A
confiança na Justiça é mediada pela congruência entre identidade ideológica e
decisão judicial
A
decisão do Supremo Tribunal Federal (STF) de
considerar a 13.ª vara de Curitiba incompetente para julgar o
ex-presidente Lula pelos crimes de corrupção
passiva e lavagem de dinheiro gerou reações polarizadas. Por um lado, foi
fortemente criticada por adversários do petista, que expressaram insatisfação
com o sistema de Justiça criminal brasileiro supostamente "disfuncional,
casuístico e irracional". Por outro lado, tal decisão foi extremamente
celebrada por seus apoiadores como uma "vitória da democracia",
reparação de uma "injustiça histórica" e que "restabelece a
segurança jurídica e a credibilidade do sistema de Justiça".
Há
quase quatro anos, quando foi anunciada a primeira condenação do ex-presidente
Lula, as reações foram diametralmente opostas. Seus opositores viram naquela
decisão uma sinalização de que "juízes e procuradores brasileiros estariam
comprometidos com a lei e com a ideia de que ninguém estaria acima dela".
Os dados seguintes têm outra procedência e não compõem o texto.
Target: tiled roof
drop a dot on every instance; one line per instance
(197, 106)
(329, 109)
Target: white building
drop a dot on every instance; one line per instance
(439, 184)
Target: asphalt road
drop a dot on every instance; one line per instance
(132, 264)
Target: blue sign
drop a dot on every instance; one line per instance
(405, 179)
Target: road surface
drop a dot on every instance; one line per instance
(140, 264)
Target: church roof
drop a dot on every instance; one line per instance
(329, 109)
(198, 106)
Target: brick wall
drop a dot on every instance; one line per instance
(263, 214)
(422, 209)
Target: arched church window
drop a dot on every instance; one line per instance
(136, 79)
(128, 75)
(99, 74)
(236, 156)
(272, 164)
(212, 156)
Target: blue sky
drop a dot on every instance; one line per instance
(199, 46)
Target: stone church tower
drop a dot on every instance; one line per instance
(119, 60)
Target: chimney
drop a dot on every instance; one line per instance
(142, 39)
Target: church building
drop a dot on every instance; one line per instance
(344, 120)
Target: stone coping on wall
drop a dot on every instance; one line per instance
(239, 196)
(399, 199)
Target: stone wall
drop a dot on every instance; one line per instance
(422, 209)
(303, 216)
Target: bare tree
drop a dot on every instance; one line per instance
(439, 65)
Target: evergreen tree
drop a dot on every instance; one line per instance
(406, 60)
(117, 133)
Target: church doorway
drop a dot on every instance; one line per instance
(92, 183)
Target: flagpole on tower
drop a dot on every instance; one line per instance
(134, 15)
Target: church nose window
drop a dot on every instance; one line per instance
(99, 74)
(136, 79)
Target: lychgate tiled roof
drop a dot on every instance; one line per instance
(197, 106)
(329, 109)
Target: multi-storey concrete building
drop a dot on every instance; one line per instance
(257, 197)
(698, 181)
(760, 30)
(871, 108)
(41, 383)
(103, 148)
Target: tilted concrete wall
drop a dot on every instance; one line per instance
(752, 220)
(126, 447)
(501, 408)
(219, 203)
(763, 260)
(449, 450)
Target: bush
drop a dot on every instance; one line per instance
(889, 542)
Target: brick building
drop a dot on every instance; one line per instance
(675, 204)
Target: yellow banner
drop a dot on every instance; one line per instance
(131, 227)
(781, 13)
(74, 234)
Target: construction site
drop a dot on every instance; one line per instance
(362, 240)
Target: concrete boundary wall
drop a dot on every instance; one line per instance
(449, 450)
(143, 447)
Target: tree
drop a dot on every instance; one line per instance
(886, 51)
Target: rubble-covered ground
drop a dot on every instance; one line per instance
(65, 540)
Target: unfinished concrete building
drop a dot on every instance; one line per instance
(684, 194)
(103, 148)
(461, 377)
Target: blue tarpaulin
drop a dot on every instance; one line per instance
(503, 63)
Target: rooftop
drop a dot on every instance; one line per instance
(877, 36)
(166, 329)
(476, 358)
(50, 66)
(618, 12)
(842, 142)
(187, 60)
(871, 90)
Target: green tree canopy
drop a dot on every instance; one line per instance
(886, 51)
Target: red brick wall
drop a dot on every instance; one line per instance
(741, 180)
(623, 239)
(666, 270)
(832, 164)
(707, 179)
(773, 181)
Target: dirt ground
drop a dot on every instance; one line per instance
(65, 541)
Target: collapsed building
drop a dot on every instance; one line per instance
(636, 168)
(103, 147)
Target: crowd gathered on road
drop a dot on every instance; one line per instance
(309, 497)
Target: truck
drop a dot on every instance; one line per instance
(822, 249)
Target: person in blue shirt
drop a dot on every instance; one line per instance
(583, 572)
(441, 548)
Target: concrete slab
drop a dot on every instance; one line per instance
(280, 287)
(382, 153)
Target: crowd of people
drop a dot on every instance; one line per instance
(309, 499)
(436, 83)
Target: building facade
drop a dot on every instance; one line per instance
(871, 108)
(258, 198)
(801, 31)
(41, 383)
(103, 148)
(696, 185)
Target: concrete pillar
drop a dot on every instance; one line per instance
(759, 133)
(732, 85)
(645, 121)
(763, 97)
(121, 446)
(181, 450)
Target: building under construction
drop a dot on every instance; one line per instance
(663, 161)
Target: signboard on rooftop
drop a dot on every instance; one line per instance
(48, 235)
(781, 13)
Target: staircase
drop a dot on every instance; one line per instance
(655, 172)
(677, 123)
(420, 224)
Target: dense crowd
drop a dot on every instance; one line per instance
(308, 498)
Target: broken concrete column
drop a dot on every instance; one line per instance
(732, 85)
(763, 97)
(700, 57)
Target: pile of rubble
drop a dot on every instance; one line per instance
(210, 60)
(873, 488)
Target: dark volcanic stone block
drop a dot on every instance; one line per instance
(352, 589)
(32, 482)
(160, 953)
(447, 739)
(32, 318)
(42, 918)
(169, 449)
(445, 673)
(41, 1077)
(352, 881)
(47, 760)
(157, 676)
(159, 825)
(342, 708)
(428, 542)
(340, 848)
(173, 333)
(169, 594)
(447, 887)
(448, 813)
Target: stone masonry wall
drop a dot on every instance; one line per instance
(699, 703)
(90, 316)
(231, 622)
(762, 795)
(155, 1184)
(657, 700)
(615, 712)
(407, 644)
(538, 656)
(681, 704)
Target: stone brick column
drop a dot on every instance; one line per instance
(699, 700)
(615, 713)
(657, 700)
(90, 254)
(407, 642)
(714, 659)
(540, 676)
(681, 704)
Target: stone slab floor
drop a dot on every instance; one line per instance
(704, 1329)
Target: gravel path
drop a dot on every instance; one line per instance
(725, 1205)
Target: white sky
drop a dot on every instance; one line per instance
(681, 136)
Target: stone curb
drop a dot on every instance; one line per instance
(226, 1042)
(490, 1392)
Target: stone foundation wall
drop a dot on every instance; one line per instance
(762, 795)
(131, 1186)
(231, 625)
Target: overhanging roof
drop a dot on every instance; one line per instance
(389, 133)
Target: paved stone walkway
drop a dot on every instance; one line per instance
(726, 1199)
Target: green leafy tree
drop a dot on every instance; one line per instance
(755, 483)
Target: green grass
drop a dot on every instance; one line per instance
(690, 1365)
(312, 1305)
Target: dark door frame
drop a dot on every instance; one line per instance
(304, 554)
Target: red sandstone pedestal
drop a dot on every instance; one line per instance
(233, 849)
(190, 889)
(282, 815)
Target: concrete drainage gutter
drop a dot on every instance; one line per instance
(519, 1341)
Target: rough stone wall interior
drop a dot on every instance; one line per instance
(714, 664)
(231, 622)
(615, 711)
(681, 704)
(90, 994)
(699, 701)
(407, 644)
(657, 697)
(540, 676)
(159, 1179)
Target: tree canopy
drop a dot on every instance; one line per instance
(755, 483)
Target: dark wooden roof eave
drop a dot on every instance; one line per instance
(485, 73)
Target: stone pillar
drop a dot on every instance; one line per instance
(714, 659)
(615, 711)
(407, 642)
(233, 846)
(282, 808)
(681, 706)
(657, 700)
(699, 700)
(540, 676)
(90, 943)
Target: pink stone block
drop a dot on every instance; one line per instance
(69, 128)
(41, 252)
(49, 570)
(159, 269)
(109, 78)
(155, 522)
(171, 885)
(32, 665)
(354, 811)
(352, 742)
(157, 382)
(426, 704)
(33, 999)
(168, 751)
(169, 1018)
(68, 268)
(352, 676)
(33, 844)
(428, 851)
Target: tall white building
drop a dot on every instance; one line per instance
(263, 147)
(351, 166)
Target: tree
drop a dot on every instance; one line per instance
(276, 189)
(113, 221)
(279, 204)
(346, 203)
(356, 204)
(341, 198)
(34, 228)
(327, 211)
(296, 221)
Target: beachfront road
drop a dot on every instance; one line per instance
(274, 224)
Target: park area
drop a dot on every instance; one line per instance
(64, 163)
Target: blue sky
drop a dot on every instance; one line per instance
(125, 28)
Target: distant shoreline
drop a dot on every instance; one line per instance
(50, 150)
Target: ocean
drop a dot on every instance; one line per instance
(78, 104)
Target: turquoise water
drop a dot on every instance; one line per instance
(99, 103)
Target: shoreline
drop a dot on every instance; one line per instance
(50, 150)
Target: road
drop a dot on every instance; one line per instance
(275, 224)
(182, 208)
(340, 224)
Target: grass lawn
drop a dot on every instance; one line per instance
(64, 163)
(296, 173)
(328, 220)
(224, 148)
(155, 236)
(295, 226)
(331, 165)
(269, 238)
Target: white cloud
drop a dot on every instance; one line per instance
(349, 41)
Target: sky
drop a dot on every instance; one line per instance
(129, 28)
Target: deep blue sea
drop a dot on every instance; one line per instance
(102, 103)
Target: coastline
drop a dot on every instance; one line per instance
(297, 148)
No outro extremo, seus seguidores a interpretaram como “injusta” e como uma
"perseguição política contra o ex-presidente".
Em democracias, espera-se que o sistema de Justiça atue de forma imparcial ao investigar e julgar líderes políticos que apresentem comportamentos desviantes. No entanto, com a polarização política - não apenas na sua dimensão ideológica, mas fundamentalmente identitária e afetiva - nas alturas, cidadãos tendem a perceber o sistema de Justiça como parcial dependendo de qual lado penda a decisão do juiz.
Quando
a decisão judicial se apresenta de forma congruente com as identidades afetivas
e ideológicas das pessoas, espera-se que elas interpretem que a justiça foi
feita. Mas quando a Justiça contraria as suas expectativas afetivas, espera-se
que elas percebam o sistema de Justiça como injusto.
Mas
até que ponto a percepção das pessoas sobre um julgamento de um líder político
depende de sua identidade ideológica e afetiva?
Para
responder a essa pergunta, eu e meus coautores, André Klevenhusen (doutorando
da FGV EBAPE) e Lúcia
Barros (professora da FGV EAESP), implementamos, via
internet, uma pesquisa de opinião experimental com 829 cidadãos brasileiros
entre os dias 26 dezembro de 2020 a 13 de janeiro de 2021.
Os
participantes tiveram a oportunidade de escolher, em uma eleição hipotética,
seu candidato preferido entre quatro alternativas ideológicas distintas: liberal,
libertário, populista e conservador. Distribuímos aleatoriamente uma vinheta na
qual um desses quatro candidatos, que estava liderando as pesquisas de opinião,
tinha sido condenado pelo Tribunal de Justiça por corrupção. Em seguida, os
participantes responderam a perguntas que mediam a sua confiança nas decisões
judiciais.
Um
resultado até certo ponto positivo para a Justiça brasileira foi o de que a
maioria dos respondentes nela confia e o grau de confiança independe do seu
perfil ideológico. Este padrão persiste em cenários de congruência (o candidato
rejeitado é condenado) e indiferença (nem o candidato preferido nem o rejeitado
são condenados) em relação aos veredictos dos juízes.
Porém,
quando ocorre incongruência (o candidato preferido é condenado), o grau de
confiança na Justiça diminui. Ou seja, a confiança nos tribunais varia apenas
quando o candidato preferido recebe um veredicto condenatório. Curiosamente, o
grau de confiança na Justiça não aumenta quando o candidato rejeitado é
condenado.
Embora
não tenhamos ainda pesquisado o impacto da absolvição de políticos
ideologicamente congruentes na confiança na Justiça, é plausível supor que os
eleitores do ex-presidente Lula, que até então cultivavam uma percepção
derrogatória da Justiça brasileira, passem, a partir da nova decisão do STF, a
avaliar positivamente a Justiça, ainda que ele não tenha sido absolvido.